BiodiversityFood ShortagesGMOs

“GM Crops Cannot Be the Answer,” say scientists

The evidence favors ecological approaches

New Delhi, September 24 2012: World renowned scientists, addressing a media briefing here, asserted that India’s lack of food and nutrition security is not just a technological problem. However, the solution will require both social and technological changes, they said. The scientists recommended a holistic paradigm emphasizing ecological farming, supported by conventional breeding to make optimum use of local knowledge and natural resources.

"How we grow our crops, what kind of crops will be grown, where and by whom, are in fact the critical questions", said Prof Hans Herren, Co-Chair of IAASTD who was awarded the World Food Prize in 1995. "India must invest in rural infrastructure and institutions".

Massive anti-GMO rally in Bhubaneswar, Orissa, India

Agriculture of the future must be regenerative and sustainable.
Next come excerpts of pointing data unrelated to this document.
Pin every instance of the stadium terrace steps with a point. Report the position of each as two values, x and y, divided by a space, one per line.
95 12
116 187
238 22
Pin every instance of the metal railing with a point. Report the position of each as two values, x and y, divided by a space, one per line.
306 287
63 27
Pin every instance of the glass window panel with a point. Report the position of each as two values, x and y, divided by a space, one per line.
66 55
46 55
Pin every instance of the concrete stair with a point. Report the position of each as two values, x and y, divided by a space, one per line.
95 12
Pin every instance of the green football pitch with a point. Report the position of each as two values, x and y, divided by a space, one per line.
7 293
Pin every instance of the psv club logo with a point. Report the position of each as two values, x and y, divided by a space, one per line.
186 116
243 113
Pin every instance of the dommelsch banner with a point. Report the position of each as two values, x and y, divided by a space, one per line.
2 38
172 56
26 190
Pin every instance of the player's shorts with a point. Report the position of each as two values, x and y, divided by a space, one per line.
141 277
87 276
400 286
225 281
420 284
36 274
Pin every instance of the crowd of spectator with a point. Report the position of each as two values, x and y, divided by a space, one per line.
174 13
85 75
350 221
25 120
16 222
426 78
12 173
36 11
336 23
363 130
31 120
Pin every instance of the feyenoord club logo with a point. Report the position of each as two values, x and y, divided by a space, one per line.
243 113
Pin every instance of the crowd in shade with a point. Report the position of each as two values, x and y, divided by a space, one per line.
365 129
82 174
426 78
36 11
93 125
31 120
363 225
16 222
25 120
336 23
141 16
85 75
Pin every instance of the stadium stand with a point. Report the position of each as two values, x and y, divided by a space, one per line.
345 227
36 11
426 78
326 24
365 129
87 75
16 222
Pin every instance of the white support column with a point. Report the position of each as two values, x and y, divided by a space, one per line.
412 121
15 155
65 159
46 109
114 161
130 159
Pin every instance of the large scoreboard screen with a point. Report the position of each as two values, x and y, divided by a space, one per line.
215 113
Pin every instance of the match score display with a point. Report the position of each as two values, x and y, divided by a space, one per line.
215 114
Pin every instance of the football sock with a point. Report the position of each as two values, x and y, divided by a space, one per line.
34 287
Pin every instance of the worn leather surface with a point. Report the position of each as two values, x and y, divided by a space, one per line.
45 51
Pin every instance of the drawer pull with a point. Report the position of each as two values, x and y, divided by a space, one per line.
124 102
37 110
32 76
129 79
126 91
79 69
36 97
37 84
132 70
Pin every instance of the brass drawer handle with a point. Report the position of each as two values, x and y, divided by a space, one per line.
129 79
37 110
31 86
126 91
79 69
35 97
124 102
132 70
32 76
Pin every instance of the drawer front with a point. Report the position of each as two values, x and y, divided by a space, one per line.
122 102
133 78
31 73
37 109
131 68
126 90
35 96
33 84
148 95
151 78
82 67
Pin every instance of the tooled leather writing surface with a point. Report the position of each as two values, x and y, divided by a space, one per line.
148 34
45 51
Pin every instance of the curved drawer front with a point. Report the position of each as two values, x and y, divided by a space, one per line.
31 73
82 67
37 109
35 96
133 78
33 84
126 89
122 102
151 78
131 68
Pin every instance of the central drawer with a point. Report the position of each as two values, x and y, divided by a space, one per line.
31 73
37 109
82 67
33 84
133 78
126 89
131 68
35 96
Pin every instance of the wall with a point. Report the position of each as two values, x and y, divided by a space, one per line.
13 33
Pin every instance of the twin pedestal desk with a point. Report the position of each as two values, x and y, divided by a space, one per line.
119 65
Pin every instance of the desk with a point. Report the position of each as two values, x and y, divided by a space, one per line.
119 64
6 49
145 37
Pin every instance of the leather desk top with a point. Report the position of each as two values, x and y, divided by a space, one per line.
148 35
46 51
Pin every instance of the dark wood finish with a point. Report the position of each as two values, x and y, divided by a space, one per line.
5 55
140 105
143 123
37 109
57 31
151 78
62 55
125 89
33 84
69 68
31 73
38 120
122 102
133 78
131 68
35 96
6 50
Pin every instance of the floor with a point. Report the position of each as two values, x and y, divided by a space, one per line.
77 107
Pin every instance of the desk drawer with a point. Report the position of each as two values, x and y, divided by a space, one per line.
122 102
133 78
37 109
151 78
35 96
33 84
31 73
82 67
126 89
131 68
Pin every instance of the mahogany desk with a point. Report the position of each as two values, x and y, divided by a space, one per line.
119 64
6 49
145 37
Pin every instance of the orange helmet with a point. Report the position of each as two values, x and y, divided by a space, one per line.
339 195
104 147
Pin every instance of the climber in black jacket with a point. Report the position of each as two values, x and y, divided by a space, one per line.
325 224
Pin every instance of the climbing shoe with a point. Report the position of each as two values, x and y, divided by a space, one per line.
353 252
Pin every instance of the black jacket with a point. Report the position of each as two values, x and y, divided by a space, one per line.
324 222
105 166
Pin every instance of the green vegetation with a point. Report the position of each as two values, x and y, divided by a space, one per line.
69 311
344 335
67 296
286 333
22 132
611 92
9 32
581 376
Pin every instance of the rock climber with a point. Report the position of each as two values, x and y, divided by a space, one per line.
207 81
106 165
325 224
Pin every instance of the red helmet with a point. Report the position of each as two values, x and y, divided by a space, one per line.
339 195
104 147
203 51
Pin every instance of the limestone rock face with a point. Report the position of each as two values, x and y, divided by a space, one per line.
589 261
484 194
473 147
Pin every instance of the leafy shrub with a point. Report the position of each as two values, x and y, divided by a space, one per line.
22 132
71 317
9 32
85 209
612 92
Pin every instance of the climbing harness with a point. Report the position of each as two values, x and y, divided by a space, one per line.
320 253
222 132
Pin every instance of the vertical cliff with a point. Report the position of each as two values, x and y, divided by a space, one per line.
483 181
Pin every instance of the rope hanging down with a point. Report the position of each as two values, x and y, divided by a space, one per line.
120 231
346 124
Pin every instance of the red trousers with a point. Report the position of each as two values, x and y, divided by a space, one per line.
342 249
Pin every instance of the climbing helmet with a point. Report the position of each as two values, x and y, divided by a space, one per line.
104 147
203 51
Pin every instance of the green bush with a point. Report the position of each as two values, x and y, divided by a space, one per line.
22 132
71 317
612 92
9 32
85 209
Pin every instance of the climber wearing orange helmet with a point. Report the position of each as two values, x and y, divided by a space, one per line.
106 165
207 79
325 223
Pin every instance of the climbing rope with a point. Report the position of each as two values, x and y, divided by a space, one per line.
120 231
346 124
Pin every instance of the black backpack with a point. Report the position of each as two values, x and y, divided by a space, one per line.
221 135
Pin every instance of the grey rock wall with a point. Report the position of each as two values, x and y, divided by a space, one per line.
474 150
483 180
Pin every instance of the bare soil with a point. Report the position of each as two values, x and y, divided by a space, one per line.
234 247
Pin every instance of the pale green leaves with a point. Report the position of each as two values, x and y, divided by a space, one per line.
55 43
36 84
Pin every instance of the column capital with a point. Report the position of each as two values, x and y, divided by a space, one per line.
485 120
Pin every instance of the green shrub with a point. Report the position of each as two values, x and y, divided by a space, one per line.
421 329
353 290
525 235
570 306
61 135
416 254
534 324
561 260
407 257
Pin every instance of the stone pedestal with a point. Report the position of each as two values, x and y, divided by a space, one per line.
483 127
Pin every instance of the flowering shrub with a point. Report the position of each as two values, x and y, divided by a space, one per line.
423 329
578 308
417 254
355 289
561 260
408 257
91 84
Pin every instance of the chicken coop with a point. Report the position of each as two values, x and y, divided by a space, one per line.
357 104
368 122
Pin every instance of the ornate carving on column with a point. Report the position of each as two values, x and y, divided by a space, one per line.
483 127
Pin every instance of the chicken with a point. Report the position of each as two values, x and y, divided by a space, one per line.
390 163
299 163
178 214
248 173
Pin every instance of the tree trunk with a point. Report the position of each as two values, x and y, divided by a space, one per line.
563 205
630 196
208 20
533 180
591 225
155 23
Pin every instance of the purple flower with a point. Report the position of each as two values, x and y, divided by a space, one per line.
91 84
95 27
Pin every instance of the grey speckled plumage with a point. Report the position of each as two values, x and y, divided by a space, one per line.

The scientists found transgenic approaches incompatible with sustainable agriculture and livelihoods. "What we really need is a shift in paradigm, where a holistic approach drives our interventions in agriculture without reductionist solutions hogging the centre-stage and taking away precious resources", Prof Herren said.

"The path of adopting widespread use of high-tech GMO technology in the USA has been accompanied by greater consolidation of resources and power for few seed companies, higher seed prices, greater risk for farmers and less choice in varieties with hardly any increase in productivity", said Dr Walter Goldstein of the Mandaamin Institute.

Sharing findings from his long term experiment on agro-ecological approaches, Dr Om Rupela, soil micro-biologist, shared that out of 6 years of the 8 years’ study, organic approaches yielded the same or higher than the chemical plot, even as costs were lower in organic. "Overall soil health and water-holding capacity improved substantially".

Dr G V Ramanjaneyulu of Centre for Sustainable Agriculture shared information about the large-scale eco-farming programme unfolding in Andhra Pradesh and pointed out that a change in institutional approaches, particularly of Extension, was all it took to take NPM (Non Pesticidal Management) to 3.5 million acres in the state.

Quoting from a study done on productivity contributions from transgenic crops in the USA, Dr Doug Gurian-Sherman of the Union of Concerned Scientists informed that conventional breeding and farm management continue to greatly out-perform transgenic technology when it comes to yield improvements.

Speaking on the occasion, Dr Pushpa Bhargava, Founder-Director of Centre for Cellular & Molecular Biology pointed out that the history of GM crops in India is one of breaking our own laws.

The scientists addressed the question as to whether GM is needed to meet the challenge of sustainably nourishing the world.

"Only two countries in the world, both in South America, grow GM on more than 40% of their agricultural land and both are suffering from an increased food insecurity. Most of their poor neighbors that have not adopted GM have improving food security statistics", shared Prof Jack Heinemann, University of Canterbury (New Zealand).